Durch die neue Regel von den „hochfrequentierten Schulwegen“ könnten aber auch sie noch Bestand haben. Laut Bonde wird sich das nicht am Schreibtisch nach Aktenlage entscheiden, sondern in Gesprächen mit Schulen in der Nähe jener Straßen. Ortsbegehungen soll es geben, „möglichst nicht nur einmal, sondern zweimal“.
„Wir gehen nach gesetzlichen Regeln vor“
Angesprochen auf die während der Pressekonferenz verbreitete Mitteilung der SPD-Fraktion, wonach es die Sozialdemokraten waren, das so durchsetzten, widerspricht Bonde: „Es stand zu keiner Zeit infrage, dass es die Überprüfung gibt.“ Sie will andererseits auch keinen Druck aus der CDU-Fraktion gespürt haben, Tempo 30 aufzuheben – „wir gehen nach gesetzlichen Regeln vor“, sagt sie. Von der SPD-Fraktion hatte sie sich bereits jüngst im Abgeordnetenhaus viel Kritik hören müssen.

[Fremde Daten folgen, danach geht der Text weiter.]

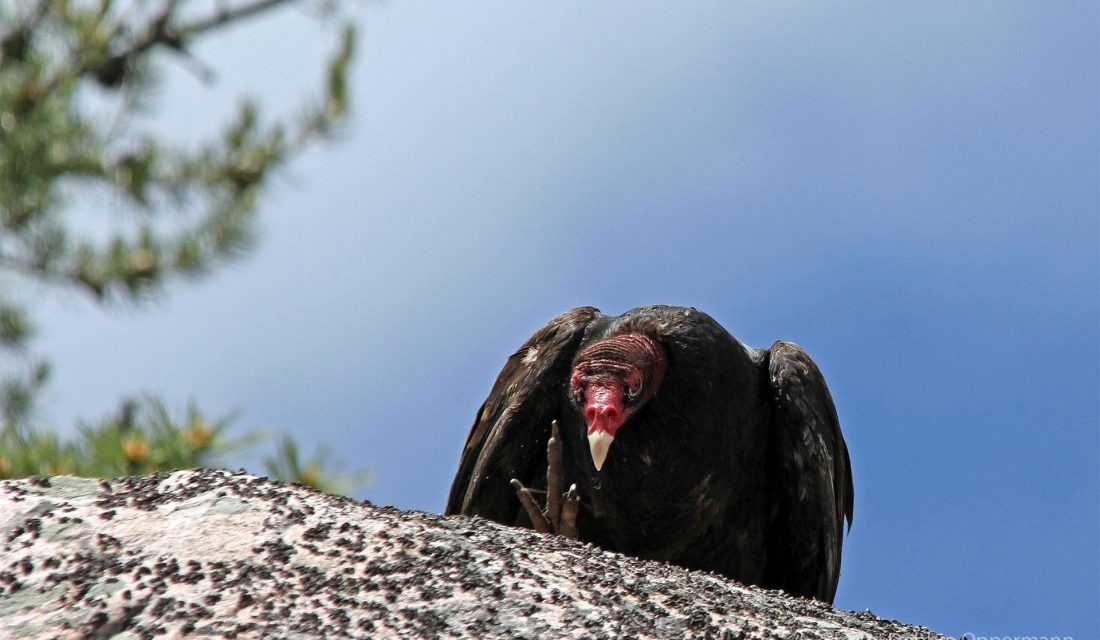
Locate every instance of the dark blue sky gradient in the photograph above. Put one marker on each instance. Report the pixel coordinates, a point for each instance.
(909, 190)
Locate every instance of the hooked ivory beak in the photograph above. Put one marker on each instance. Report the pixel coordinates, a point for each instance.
(600, 442)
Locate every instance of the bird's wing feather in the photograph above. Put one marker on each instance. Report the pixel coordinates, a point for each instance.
(810, 476)
(509, 434)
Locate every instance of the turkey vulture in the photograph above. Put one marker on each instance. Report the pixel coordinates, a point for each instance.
(682, 443)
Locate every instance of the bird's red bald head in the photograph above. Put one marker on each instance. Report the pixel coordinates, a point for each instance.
(612, 379)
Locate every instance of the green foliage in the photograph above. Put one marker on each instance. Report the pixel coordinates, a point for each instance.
(186, 208)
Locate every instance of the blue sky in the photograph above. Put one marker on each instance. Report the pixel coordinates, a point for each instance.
(908, 190)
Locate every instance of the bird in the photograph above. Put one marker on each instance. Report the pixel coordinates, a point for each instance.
(680, 443)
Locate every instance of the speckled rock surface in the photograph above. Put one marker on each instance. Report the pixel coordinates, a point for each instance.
(217, 554)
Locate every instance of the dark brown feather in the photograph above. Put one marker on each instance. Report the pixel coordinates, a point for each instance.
(735, 464)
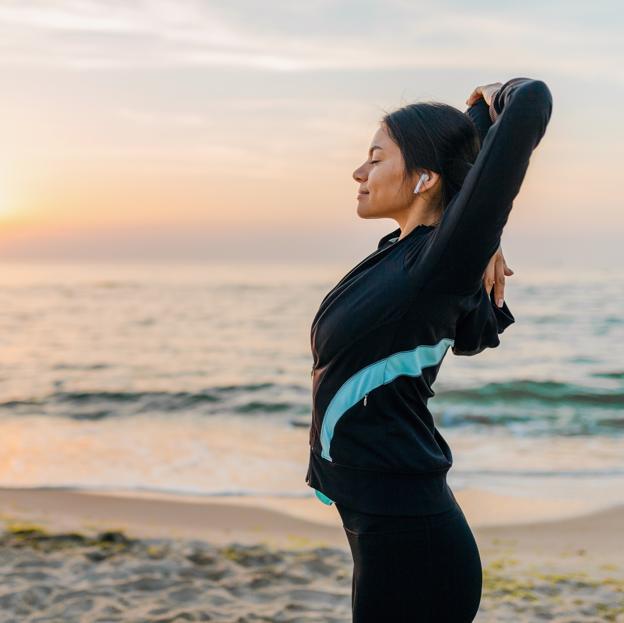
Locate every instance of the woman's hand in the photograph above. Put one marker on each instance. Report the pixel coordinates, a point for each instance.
(485, 91)
(494, 276)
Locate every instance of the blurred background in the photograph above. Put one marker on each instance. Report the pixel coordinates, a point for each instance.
(176, 197)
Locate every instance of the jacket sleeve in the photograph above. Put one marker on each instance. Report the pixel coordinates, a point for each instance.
(470, 230)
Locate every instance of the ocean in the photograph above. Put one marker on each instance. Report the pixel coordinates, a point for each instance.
(195, 379)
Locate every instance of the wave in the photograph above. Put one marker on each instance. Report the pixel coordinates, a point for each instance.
(543, 392)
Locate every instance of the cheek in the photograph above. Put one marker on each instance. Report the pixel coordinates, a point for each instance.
(383, 182)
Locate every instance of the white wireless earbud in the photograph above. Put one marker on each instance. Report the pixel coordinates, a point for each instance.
(423, 177)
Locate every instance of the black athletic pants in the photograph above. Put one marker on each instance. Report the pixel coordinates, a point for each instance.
(413, 569)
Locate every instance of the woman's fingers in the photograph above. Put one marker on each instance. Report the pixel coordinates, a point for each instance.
(499, 279)
(489, 275)
(474, 96)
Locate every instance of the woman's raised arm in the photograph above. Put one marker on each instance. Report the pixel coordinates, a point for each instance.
(470, 230)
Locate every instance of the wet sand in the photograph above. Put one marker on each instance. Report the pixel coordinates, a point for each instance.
(90, 556)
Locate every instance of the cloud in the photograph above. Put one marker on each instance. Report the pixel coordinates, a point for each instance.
(285, 36)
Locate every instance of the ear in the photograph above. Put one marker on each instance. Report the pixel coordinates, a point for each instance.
(426, 184)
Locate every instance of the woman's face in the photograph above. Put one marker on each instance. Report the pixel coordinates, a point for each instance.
(381, 190)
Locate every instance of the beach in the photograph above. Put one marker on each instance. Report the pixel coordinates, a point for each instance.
(115, 556)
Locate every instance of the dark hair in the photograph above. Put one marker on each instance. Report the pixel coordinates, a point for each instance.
(438, 137)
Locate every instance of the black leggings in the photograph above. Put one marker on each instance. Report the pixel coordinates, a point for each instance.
(413, 569)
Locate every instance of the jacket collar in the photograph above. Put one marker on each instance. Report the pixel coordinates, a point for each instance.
(421, 229)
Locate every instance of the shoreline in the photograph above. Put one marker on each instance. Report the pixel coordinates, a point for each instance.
(230, 559)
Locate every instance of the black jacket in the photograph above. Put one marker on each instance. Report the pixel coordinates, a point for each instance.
(381, 333)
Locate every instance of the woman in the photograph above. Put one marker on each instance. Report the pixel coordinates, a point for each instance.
(379, 337)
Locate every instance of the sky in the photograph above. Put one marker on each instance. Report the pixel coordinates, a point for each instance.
(229, 130)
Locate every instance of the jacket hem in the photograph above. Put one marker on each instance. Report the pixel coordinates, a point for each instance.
(379, 492)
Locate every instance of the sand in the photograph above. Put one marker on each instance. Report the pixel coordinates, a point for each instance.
(101, 557)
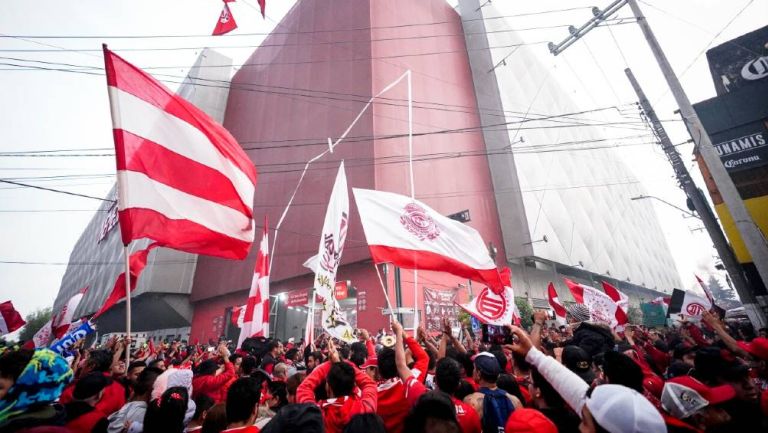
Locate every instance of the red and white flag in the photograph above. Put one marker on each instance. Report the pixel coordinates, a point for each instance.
(602, 308)
(263, 7)
(494, 308)
(683, 302)
(44, 335)
(412, 235)
(226, 22)
(256, 316)
(707, 292)
(65, 317)
(238, 314)
(182, 179)
(554, 302)
(618, 297)
(330, 249)
(10, 319)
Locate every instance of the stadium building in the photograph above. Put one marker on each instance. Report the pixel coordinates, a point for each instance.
(308, 81)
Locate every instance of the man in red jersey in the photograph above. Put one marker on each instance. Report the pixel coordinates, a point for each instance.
(341, 378)
(397, 381)
(447, 379)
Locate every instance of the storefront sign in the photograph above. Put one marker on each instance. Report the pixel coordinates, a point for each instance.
(439, 305)
(739, 62)
(742, 147)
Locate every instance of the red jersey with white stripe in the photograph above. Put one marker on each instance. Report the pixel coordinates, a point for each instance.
(395, 399)
(469, 420)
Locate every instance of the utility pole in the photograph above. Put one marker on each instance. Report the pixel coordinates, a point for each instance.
(706, 214)
(753, 239)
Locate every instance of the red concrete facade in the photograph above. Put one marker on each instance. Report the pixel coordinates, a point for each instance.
(307, 83)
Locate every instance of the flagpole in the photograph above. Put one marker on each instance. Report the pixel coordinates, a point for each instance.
(386, 295)
(413, 196)
(127, 305)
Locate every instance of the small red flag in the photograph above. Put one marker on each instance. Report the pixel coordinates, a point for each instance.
(263, 6)
(137, 263)
(10, 319)
(226, 22)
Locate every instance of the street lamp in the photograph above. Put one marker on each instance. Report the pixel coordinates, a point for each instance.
(684, 211)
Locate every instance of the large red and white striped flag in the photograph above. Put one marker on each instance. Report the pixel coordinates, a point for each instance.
(256, 316)
(182, 178)
(10, 319)
(412, 235)
(618, 297)
(554, 302)
(602, 308)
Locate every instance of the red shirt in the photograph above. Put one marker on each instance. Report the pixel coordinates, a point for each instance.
(468, 418)
(396, 399)
(338, 411)
(112, 400)
(245, 429)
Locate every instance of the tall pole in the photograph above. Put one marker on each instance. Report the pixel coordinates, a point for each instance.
(750, 233)
(127, 305)
(702, 208)
(413, 196)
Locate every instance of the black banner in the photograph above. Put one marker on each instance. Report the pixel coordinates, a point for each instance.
(740, 61)
(742, 147)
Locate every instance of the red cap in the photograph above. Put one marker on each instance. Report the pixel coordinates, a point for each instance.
(372, 361)
(524, 420)
(757, 347)
(653, 384)
(713, 394)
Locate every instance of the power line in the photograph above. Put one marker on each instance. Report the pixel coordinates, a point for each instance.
(55, 190)
(288, 33)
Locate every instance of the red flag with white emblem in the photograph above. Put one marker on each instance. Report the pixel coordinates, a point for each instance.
(602, 308)
(410, 234)
(10, 319)
(256, 316)
(554, 302)
(226, 22)
(618, 297)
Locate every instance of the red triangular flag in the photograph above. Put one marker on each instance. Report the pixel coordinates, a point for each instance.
(226, 22)
(137, 263)
(10, 319)
(554, 302)
(263, 6)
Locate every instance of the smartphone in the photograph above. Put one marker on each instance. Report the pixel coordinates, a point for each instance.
(494, 334)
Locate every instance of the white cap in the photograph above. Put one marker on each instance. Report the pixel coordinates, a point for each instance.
(619, 409)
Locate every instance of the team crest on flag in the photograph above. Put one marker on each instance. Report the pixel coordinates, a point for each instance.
(417, 221)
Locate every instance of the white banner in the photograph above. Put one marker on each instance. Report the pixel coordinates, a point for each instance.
(329, 256)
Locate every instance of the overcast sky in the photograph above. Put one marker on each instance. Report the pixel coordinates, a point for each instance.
(53, 110)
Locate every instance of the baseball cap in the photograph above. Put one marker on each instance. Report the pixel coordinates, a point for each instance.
(371, 361)
(757, 347)
(524, 420)
(619, 409)
(578, 361)
(487, 363)
(90, 385)
(712, 394)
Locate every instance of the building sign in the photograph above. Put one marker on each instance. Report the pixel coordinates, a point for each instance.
(362, 300)
(300, 298)
(297, 298)
(742, 147)
(739, 62)
(439, 305)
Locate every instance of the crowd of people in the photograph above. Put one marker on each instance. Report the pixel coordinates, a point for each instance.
(583, 377)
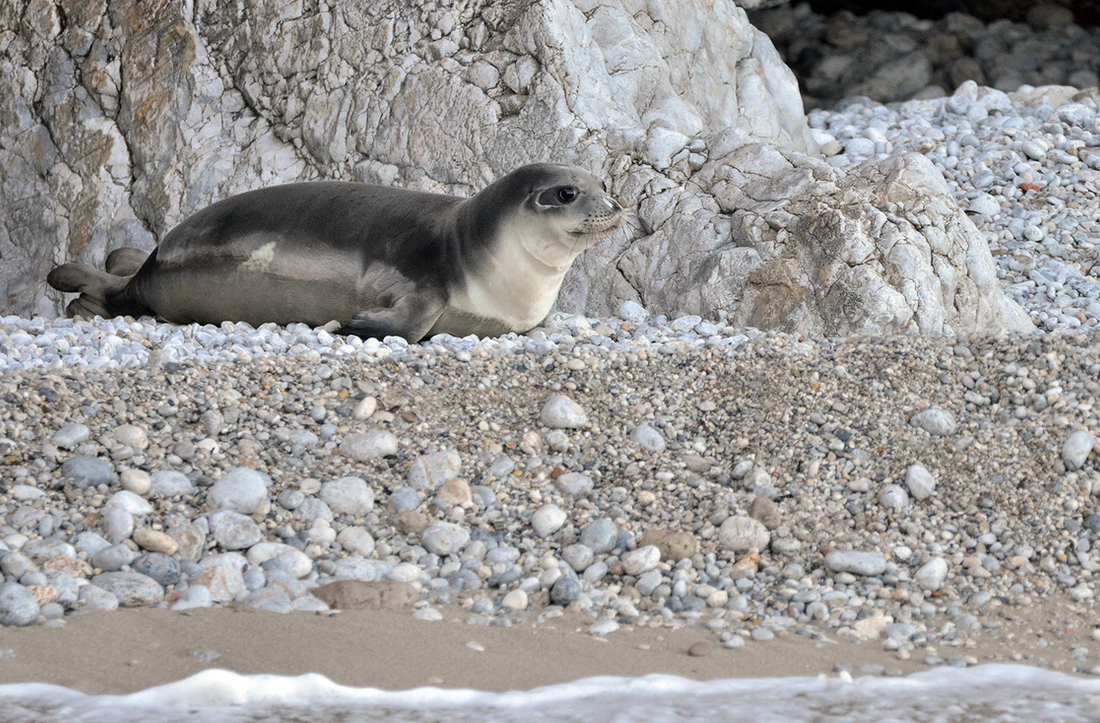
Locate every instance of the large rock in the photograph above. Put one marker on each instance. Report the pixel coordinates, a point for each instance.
(120, 122)
(781, 240)
(116, 124)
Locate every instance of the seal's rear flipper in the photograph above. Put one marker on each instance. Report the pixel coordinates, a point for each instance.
(101, 294)
(72, 277)
(125, 262)
(410, 317)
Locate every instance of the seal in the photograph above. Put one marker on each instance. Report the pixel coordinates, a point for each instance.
(380, 261)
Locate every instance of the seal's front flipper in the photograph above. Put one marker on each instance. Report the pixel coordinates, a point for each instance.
(410, 318)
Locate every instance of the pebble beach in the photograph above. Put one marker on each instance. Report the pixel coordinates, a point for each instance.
(933, 500)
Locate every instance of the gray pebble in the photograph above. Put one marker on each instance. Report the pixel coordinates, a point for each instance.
(242, 490)
(865, 563)
(362, 447)
(935, 422)
(169, 483)
(920, 482)
(348, 495)
(131, 589)
(579, 557)
(404, 500)
(18, 606)
(1077, 449)
(72, 436)
(429, 472)
(932, 574)
(96, 598)
(444, 538)
(740, 534)
(574, 484)
(87, 471)
(600, 536)
(161, 568)
(648, 438)
(233, 530)
(562, 413)
(112, 558)
(893, 496)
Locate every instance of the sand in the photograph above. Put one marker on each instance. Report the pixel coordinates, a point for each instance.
(131, 649)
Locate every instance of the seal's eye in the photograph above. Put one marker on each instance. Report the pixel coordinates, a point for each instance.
(559, 196)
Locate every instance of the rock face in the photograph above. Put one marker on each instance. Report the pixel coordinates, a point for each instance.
(117, 122)
(781, 240)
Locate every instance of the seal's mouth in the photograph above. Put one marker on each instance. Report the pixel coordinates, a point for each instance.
(598, 227)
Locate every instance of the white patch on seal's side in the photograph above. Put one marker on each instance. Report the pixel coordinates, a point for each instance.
(261, 259)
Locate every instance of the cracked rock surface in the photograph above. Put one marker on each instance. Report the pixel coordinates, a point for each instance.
(117, 121)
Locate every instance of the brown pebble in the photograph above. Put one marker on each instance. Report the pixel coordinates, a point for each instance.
(700, 649)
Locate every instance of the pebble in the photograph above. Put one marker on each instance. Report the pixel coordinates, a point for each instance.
(361, 447)
(72, 436)
(112, 558)
(96, 598)
(348, 495)
(1077, 449)
(241, 490)
(515, 601)
(700, 649)
(864, 563)
(86, 472)
(743, 535)
(564, 592)
(932, 574)
(136, 481)
(574, 484)
(18, 606)
(233, 530)
(131, 436)
(194, 596)
(935, 422)
(155, 541)
(600, 536)
(161, 568)
(893, 496)
(640, 560)
(272, 600)
(648, 438)
(432, 471)
(920, 482)
(169, 483)
(604, 627)
(444, 538)
(562, 413)
(131, 589)
(548, 519)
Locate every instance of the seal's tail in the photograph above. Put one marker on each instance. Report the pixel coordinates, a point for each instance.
(125, 262)
(101, 293)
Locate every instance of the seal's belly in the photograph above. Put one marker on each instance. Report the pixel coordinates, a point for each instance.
(212, 296)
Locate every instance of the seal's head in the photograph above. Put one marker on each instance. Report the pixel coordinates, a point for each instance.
(554, 211)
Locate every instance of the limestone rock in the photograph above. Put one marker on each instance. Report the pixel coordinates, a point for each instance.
(109, 140)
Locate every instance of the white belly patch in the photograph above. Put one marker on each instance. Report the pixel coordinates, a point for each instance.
(260, 260)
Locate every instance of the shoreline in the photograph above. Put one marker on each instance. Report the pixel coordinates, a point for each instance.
(138, 648)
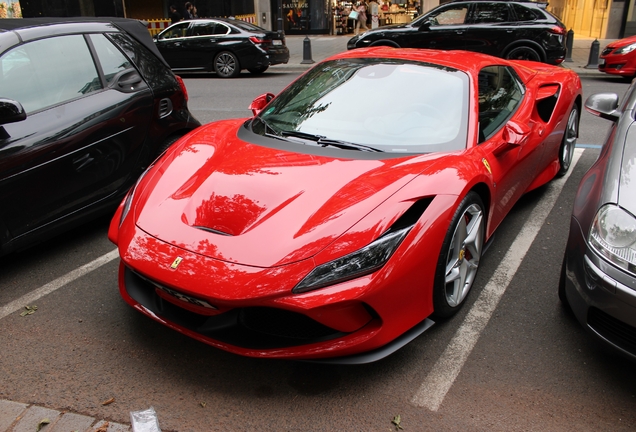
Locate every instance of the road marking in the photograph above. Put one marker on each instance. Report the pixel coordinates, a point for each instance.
(443, 374)
(56, 284)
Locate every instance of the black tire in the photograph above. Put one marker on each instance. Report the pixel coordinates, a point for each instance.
(458, 260)
(226, 65)
(258, 70)
(566, 151)
(523, 52)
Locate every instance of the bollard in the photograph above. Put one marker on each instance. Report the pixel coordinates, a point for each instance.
(592, 62)
(569, 42)
(307, 51)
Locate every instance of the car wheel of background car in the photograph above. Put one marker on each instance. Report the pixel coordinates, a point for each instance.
(562, 296)
(226, 65)
(523, 53)
(566, 152)
(258, 70)
(459, 258)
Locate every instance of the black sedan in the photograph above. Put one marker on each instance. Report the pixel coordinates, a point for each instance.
(519, 30)
(598, 277)
(225, 46)
(85, 106)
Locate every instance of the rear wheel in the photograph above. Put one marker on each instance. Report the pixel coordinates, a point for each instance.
(226, 65)
(566, 152)
(523, 53)
(258, 70)
(459, 258)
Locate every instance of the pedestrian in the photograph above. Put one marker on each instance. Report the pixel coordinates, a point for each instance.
(174, 15)
(361, 22)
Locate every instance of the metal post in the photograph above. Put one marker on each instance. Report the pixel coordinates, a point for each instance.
(569, 43)
(592, 62)
(307, 51)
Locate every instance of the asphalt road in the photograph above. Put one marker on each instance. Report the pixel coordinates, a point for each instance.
(529, 367)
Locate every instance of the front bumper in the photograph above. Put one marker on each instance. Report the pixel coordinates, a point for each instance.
(602, 297)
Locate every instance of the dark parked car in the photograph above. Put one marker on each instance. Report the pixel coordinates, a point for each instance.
(519, 30)
(225, 46)
(598, 278)
(85, 107)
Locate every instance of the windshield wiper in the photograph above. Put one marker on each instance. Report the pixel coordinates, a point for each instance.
(324, 141)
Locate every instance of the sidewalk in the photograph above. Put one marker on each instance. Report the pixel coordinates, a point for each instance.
(323, 46)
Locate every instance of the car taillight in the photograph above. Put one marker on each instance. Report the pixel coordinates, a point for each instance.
(258, 41)
(182, 85)
(557, 30)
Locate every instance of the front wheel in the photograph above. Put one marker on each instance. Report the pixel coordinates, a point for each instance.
(566, 151)
(459, 258)
(523, 53)
(226, 65)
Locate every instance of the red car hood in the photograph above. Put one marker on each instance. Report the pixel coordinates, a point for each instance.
(231, 200)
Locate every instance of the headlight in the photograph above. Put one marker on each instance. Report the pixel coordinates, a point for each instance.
(613, 235)
(359, 263)
(626, 49)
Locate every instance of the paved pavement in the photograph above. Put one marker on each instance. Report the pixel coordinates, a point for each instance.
(24, 417)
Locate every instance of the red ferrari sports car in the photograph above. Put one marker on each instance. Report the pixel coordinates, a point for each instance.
(351, 210)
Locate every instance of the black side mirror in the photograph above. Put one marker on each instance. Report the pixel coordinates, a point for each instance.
(11, 111)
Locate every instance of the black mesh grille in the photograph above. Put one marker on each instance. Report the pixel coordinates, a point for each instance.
(615, 331)
(251, 327)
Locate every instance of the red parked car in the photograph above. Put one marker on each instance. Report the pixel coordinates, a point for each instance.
(619, 58)
(317, 229)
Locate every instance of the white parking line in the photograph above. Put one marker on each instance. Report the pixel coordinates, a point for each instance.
(443, 374)
(58, 283)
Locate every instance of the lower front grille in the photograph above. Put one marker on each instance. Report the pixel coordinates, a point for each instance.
(248, 327)
(615, 331)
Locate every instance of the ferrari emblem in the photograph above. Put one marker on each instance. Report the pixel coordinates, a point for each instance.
(176, 263)
(487, 165)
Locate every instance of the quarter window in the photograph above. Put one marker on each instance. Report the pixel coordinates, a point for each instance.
(47, 72)
(500, 93)
(110, 58)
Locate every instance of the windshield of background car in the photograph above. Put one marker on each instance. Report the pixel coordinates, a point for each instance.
(389, 104)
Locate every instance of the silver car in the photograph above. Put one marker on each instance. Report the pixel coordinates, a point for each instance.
(598, 277)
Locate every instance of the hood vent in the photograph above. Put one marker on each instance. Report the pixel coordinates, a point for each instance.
(213, 231)
(165, 107)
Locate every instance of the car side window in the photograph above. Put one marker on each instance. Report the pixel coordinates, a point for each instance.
(202, 28)
(452, 15)
(176, 31)
(500, 93)
(47, 72)
(221, 29)
(490, 13)
(523, 13)
(110, 58)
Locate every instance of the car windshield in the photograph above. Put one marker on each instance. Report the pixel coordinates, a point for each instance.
(390, 105)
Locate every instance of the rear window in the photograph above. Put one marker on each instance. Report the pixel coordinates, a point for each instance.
(526, 14)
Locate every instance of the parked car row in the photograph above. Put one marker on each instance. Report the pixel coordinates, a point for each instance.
(311, 231)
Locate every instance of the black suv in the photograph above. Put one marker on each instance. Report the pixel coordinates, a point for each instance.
(520, 30)
(85, 106)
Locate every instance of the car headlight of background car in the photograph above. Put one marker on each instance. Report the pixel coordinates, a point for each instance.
(613, 235)
(626, 49)
(359, 263)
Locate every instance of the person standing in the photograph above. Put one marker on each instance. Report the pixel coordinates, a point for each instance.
(174, 15)
(361, 22)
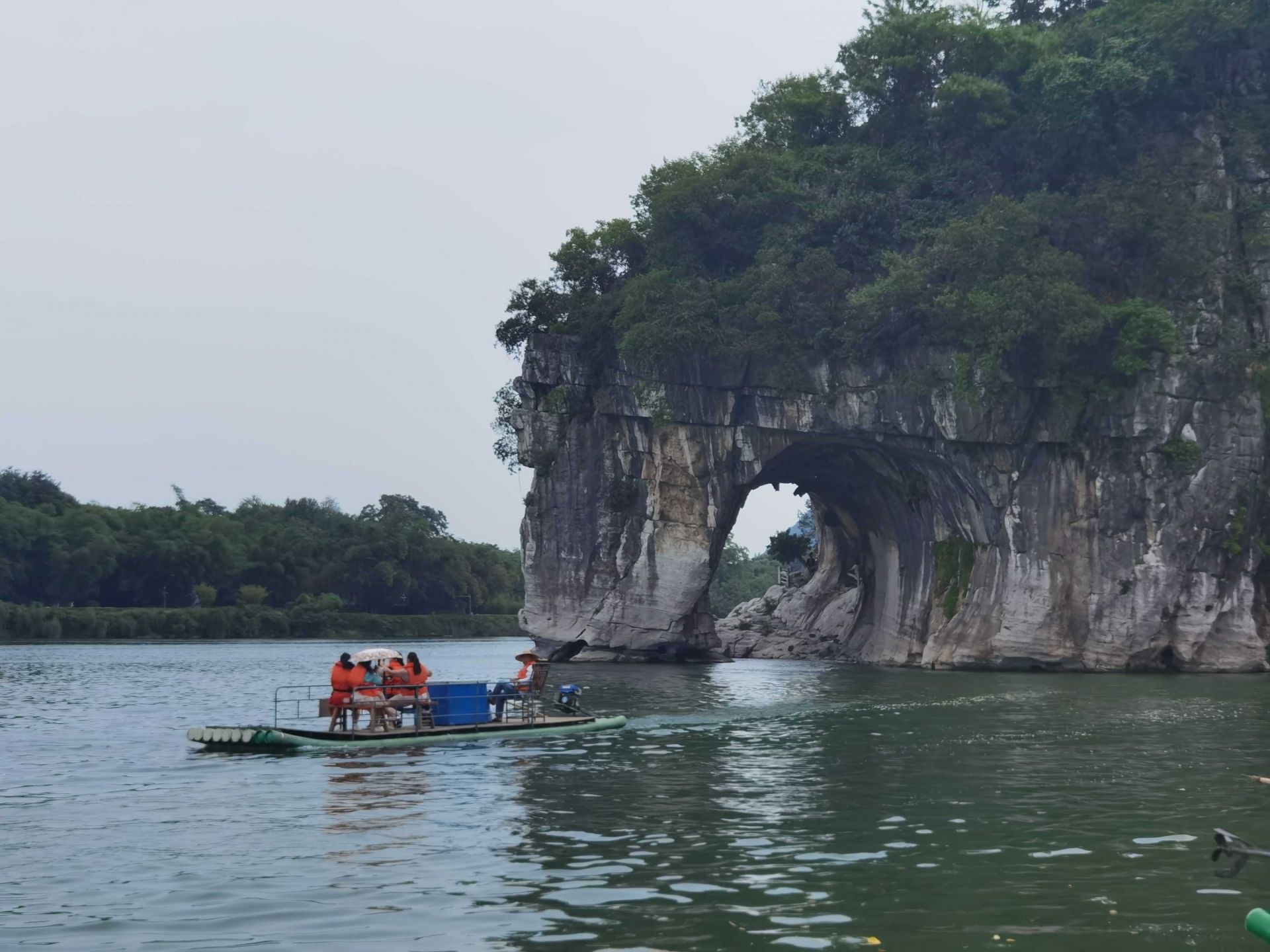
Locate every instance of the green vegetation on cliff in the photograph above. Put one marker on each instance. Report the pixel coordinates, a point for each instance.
(740, 578)
(396, 556)
(1020, 186)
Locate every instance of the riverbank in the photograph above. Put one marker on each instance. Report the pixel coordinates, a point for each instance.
(42, 623)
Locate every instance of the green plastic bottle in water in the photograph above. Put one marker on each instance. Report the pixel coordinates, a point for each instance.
(1259, 923)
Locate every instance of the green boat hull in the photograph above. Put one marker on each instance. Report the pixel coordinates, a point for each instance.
(278, 739)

Am 5. August, wenn sich auch der Rat der Bürgermeister mit dem Beschluss vom Dienstag befasst haben wird, will der Senat laut Bonde den Luftreinhalteplan ein zweites Mal besprechen und beschließen. Falls die Prüfung der 25 Straßen dann noch nicht zu Ende ist, dann werden, so ist sie zu verstehen, deren Ergebnisse zu einem späteren Zeitpunkt berücksichtigt.
Für den Fall, dass die 25 zu prüfenden Straßen am Ende nicht als hochfrequentierte Schulwege gelten und am Ende Tempo 30 wegfällt, hat die Deutsche Umwelthilfe schon Protest angekündigt. Die Organisation hatte mit ihren Klagen in früheren Jahren zur Temporeduzierung beigetragen. Via Pressemitteilung kündigt ihr Bundesgeschäftsführer Jürgen Resch an: „Wir werden rechtliche Schritte prüfen.“ Eine große Unwägbarkeit bei der Prüfung der Schulwege: Die StVO definiert laut Bonde den Begriff „hochfrequentiert“ nicht – „es gibt da noch keine Erfahrungswerte“.